This morning Jono Bacon from Canonical kicked off OSCON by talking about “The Future of Community“, which he admitted was a vague and dangerous title to choose. People who try to predict the future tend to fail, but that didn’t stop him. After musing about being chosen to give a keynote at OSCON he dove into his main point about how he feels that community management is at the beginning of a renaissance.
Historically, the first communities were human tribes. A lot of challenges faced early tribes: How do you feed tribe members? How do you keep tribes healthy? People didn’t have community managers, they simply tried things and learned from what worked and what didn’t work. Tribe members didn’t set out to be community leaders, much like open source leaders didn’t set out to be leaders. Open source hackers that succeed in creating valuable open source projects become leaders because of their efforts and the same was true for early tribes.
Jono went on not to predict the future, but to share an informed trend: Community management is at a renaissance. The renaissance connected the dark ages with the enlightenment and people started to educate themselves. People created a repeatable science: If this happens and then you take that action, you can expect a certain repeatable outcome. For instance, the concept of people getting sick, then taking pills and then getting well is a great example of repeatability.

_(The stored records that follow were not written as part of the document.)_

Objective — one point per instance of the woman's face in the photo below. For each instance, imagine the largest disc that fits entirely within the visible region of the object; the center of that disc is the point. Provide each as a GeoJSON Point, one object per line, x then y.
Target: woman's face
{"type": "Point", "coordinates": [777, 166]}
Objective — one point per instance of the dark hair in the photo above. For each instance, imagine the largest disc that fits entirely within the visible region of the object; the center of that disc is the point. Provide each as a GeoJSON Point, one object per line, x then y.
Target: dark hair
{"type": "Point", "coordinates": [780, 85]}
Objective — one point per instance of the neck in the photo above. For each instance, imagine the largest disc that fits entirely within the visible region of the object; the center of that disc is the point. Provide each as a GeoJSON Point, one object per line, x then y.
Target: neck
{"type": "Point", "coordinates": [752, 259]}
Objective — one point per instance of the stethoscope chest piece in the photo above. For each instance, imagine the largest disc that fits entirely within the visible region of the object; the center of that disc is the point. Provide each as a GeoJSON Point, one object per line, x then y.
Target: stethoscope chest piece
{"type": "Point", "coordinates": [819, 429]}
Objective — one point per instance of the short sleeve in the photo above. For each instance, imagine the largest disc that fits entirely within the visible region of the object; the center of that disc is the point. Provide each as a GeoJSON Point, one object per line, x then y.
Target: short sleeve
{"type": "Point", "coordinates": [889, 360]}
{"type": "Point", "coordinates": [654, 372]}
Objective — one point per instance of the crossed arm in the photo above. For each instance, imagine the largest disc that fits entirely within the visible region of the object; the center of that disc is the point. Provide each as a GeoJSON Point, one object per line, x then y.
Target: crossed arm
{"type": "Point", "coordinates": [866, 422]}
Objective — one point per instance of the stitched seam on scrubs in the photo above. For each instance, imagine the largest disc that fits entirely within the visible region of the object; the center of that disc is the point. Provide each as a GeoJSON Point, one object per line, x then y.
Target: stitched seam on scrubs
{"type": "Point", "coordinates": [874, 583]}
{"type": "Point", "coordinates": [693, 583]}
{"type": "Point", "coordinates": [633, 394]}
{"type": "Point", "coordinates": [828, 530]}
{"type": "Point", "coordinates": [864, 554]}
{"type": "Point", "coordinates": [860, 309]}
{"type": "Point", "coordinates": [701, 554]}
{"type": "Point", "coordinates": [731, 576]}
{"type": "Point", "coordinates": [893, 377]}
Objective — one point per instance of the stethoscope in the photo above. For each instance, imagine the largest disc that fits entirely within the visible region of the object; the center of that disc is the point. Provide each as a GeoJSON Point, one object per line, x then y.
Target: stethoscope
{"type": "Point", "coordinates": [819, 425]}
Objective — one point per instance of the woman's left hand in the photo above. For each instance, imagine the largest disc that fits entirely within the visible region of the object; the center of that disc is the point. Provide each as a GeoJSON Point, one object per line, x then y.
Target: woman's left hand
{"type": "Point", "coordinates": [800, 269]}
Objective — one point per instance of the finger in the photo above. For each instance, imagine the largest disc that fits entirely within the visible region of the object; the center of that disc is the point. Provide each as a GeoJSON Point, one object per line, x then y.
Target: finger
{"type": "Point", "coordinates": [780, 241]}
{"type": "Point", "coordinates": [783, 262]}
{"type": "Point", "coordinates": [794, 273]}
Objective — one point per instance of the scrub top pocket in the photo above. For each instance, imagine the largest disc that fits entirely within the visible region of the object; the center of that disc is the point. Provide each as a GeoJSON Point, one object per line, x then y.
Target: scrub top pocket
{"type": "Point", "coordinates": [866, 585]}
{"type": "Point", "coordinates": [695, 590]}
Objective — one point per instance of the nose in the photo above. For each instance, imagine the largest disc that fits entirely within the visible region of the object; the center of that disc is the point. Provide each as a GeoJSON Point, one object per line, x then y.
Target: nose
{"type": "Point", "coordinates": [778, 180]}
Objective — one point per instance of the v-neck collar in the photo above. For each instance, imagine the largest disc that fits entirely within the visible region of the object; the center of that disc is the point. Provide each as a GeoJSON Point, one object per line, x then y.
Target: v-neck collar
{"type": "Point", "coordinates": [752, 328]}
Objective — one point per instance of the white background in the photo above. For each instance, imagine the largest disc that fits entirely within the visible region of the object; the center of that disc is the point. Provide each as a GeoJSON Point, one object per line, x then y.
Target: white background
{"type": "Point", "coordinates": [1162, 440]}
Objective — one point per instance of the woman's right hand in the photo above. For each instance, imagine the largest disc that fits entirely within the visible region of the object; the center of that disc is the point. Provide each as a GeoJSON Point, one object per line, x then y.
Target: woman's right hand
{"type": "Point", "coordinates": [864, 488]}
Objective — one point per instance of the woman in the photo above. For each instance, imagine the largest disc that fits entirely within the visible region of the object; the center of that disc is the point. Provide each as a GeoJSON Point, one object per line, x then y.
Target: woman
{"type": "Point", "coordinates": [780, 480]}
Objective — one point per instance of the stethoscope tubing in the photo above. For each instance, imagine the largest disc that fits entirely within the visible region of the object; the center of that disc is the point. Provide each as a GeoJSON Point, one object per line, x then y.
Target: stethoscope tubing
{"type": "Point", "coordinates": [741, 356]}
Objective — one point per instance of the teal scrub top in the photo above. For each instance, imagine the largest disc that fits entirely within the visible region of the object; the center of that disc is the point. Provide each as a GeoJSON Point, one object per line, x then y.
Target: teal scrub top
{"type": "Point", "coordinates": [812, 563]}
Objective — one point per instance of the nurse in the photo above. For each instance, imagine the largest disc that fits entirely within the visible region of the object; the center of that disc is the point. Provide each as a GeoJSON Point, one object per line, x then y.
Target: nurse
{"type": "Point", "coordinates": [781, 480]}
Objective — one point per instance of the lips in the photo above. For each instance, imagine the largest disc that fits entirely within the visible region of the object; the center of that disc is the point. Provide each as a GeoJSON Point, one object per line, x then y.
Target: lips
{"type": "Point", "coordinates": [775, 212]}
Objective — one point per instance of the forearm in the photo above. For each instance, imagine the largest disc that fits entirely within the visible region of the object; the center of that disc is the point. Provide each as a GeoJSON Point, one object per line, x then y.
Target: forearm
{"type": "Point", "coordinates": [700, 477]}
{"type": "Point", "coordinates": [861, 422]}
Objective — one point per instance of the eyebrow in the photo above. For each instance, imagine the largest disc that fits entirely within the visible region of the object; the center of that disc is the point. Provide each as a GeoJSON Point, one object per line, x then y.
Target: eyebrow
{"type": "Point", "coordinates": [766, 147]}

We’re seeing this happening with community management. We’re seeing a profession of community management come about. More people than ever before are working professionally as community managers; these people are the connection points between communities and companies. When we have repeatable community experiences, we want others to be able to repeat these community developments!
Jono underscored the key lesson in his keynote: We’re at the beginning of this community renaissance. We’re going to see a repeatable body of knowledge that will allow us to push communities forward.